Alejandro: Do you think that to a certain degree desensitized your being with uncertainty, which is a big deal as an entrepreneur?

Lance Hill: I think what it maybe gave me, in a way, was a false sense of confidence in that I feel like I can do anything if I put my mind to it, and I kind of have to because no one else is going to help me do it. So I think that’s the big lesson that I took away from my upbringing.

Alejandro: And in terms of your love for computers, how did you come across this love and start developing this skill set around it?

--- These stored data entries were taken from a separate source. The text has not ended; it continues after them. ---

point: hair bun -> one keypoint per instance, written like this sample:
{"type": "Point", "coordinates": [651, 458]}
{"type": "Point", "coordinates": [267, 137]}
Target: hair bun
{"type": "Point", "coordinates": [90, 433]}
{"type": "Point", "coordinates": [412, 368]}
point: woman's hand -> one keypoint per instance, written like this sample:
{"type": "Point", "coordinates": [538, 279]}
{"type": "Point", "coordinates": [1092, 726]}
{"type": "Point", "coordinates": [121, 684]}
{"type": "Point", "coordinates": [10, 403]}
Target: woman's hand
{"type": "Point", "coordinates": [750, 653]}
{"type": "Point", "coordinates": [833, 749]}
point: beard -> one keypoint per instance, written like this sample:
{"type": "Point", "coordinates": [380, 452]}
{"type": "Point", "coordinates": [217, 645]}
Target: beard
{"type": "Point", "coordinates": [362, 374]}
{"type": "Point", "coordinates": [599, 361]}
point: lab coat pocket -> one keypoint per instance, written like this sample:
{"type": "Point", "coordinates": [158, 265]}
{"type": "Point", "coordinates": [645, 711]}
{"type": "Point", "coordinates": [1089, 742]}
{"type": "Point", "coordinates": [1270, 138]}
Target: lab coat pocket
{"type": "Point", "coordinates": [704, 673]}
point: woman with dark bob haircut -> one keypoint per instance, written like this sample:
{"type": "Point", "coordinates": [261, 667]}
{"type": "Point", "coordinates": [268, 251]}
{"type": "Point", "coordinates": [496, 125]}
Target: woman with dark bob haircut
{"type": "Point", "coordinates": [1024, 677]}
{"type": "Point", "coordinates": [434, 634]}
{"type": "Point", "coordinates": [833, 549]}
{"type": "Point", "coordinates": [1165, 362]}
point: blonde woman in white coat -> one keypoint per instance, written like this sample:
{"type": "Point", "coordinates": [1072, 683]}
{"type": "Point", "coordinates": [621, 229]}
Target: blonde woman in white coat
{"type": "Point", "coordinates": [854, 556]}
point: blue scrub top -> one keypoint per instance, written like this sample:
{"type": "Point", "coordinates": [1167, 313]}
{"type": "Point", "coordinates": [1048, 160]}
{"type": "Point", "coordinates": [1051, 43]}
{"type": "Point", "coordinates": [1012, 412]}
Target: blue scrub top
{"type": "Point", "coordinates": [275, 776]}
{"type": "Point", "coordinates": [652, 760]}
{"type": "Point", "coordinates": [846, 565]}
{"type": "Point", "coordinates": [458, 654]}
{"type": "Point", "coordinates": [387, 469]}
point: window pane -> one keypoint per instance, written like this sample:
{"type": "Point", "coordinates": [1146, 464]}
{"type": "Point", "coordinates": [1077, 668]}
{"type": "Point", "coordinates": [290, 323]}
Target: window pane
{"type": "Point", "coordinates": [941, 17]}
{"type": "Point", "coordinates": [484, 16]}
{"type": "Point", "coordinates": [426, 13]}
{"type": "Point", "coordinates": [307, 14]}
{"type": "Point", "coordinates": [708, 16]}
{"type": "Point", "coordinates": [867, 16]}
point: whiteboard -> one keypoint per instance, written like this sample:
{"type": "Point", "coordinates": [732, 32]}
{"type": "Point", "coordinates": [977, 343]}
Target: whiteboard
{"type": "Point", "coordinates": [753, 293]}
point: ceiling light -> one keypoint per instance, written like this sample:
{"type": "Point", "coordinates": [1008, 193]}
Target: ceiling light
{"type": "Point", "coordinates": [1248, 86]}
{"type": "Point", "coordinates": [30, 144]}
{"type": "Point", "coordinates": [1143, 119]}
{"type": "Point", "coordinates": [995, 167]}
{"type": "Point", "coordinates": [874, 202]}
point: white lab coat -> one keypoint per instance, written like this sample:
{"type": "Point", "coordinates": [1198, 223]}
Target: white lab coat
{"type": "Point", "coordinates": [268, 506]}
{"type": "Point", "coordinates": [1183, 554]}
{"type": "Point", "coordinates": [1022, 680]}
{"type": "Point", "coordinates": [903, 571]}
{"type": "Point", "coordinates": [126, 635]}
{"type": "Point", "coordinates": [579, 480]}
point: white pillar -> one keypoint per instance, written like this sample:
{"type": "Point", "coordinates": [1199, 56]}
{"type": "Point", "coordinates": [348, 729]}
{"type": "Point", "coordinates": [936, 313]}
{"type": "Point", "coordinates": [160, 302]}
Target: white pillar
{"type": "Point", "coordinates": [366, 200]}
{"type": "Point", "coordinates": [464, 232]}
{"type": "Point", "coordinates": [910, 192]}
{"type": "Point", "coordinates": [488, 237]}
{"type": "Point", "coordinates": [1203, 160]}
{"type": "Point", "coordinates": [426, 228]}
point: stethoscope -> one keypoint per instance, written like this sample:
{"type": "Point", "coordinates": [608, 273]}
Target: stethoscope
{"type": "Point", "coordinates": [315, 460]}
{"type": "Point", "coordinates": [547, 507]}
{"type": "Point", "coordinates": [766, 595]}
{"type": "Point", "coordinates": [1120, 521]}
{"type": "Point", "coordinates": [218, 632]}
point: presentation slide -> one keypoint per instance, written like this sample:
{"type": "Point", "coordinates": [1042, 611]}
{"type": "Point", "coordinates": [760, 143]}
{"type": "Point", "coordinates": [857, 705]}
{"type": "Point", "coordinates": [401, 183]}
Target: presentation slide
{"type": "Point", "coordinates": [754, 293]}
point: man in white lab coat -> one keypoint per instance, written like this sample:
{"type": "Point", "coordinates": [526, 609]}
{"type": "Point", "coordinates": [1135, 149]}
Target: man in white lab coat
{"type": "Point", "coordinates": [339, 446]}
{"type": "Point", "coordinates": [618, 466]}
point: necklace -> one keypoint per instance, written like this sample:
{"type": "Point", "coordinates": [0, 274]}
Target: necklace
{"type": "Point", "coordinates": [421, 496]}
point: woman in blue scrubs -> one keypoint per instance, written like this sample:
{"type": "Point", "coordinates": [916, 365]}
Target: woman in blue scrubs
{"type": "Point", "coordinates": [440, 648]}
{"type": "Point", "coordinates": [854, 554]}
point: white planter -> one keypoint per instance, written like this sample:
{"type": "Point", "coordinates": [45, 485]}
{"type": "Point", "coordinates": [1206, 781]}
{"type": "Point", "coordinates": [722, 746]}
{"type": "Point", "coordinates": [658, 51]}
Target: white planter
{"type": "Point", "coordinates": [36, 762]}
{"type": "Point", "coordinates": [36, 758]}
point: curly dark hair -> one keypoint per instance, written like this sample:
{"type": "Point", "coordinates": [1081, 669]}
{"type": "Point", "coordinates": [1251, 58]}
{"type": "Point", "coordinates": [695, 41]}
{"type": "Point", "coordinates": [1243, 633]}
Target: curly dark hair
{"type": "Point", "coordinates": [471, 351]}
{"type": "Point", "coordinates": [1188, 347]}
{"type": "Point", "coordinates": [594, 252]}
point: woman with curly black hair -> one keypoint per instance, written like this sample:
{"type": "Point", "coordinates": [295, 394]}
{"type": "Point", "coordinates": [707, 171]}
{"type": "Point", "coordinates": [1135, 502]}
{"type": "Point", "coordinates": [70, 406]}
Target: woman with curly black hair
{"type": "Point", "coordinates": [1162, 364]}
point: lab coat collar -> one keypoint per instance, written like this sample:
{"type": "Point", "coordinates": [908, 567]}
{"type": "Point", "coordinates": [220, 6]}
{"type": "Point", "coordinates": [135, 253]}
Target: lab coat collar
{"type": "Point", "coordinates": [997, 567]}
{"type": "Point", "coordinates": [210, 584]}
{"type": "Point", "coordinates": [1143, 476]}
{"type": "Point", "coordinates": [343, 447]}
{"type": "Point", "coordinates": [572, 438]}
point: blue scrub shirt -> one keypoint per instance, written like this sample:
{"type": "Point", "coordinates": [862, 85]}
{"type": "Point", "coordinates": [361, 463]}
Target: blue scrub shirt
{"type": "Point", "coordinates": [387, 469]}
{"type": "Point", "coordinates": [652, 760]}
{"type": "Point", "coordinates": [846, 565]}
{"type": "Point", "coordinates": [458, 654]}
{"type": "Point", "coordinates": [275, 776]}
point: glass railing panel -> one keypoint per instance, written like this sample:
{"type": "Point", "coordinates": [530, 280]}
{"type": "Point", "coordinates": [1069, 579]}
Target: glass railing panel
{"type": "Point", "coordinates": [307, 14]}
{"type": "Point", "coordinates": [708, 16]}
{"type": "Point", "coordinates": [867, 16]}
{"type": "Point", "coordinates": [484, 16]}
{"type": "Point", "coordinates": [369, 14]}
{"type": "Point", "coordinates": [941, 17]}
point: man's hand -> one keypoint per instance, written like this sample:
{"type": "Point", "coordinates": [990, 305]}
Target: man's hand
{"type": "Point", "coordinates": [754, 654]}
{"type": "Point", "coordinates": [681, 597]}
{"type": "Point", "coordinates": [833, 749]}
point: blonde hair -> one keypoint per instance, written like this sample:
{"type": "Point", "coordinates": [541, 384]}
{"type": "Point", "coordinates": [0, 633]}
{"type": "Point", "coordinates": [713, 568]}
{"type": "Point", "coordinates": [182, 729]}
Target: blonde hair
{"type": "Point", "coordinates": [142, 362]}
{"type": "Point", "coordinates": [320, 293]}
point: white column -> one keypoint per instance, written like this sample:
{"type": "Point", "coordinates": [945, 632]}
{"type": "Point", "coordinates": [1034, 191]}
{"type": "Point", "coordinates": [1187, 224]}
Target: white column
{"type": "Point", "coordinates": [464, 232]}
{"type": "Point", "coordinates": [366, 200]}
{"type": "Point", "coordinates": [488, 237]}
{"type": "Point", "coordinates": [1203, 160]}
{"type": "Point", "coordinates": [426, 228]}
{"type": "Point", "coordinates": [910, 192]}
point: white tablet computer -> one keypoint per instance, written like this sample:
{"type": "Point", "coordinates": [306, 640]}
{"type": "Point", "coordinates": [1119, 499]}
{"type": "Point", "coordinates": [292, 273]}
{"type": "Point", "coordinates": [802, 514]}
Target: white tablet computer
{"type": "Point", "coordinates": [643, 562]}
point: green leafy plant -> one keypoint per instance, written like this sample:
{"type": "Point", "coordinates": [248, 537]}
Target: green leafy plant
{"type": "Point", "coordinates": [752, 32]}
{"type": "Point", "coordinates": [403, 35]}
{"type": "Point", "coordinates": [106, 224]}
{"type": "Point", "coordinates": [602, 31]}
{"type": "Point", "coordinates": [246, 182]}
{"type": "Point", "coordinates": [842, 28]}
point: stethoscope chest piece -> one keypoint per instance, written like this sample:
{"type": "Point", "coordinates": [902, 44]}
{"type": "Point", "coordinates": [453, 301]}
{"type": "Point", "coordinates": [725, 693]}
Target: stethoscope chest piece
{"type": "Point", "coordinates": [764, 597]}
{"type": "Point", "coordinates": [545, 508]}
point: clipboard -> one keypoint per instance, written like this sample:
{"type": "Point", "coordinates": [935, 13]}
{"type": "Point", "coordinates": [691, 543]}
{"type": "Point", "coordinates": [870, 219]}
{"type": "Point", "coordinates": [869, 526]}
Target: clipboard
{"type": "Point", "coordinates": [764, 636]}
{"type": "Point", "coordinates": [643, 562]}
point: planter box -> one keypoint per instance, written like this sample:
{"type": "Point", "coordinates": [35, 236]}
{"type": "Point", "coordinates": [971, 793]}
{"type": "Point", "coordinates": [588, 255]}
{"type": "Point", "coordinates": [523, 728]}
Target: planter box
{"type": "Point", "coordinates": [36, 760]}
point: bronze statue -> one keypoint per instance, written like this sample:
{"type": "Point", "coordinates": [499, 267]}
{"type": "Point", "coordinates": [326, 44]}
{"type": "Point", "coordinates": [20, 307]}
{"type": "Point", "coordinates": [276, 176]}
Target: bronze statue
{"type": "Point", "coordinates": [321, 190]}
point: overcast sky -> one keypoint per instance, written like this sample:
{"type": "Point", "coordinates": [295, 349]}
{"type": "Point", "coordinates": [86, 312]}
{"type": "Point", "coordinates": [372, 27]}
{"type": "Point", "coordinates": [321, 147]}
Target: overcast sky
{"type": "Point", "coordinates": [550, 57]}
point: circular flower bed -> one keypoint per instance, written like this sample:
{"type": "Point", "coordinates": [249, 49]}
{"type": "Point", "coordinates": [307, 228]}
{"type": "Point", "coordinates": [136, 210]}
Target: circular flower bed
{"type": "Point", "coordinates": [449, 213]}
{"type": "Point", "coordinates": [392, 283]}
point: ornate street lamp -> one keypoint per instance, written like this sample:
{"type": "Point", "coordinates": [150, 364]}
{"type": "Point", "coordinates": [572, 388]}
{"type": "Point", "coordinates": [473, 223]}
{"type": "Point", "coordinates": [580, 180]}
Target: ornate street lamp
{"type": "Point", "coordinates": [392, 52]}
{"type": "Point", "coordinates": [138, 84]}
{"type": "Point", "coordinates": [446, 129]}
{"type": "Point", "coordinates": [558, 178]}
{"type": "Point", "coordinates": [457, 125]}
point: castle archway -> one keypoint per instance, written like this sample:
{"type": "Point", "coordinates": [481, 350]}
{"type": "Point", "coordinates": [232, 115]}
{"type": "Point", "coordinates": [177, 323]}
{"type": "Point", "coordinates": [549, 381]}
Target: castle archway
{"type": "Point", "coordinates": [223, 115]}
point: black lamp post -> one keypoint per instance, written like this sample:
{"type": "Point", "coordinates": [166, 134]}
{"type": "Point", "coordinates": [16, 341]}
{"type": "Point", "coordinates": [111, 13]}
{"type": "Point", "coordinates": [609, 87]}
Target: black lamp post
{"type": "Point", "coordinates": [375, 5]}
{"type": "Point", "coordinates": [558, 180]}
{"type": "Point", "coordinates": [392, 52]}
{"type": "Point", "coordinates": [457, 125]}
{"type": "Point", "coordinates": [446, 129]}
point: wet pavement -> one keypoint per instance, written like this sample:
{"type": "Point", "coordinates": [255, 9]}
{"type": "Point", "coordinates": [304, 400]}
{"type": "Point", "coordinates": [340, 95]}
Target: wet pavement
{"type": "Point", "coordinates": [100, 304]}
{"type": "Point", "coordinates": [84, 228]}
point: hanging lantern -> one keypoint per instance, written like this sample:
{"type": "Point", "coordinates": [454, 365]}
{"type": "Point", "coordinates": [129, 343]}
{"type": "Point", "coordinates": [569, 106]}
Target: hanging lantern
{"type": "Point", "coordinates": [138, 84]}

Lance Hill: Yeah. That’s a great question. Actually, as I got older, my mother started going to night school and got a degree and basically became a database administrator. But through that, she would take me to the computer lab, and I would sit in the back of the computer lab while she was at school, and I got sensitized to computers then. Ultimately, I got myself a home computer, an old one, and was able to start programming. I just loved the feeling of being able to build things on my own and write them and figure them out. This was in the ‘80s, so computers were quite different. That’s what got me going. The thing that I really loved about the whole technology space and still do to this day is it fits a lot that I said earlier, which is, it’s all about who you are, what you know, what you can do. It’s not necessarily about what letters come after your name from a degree point of view or where your pedigree is. I think technology, generally, is a really great industry for meritocracy. That appealed to me as well that I could basically create anything I wanted to with a computer if I was just smart enough to figure out how.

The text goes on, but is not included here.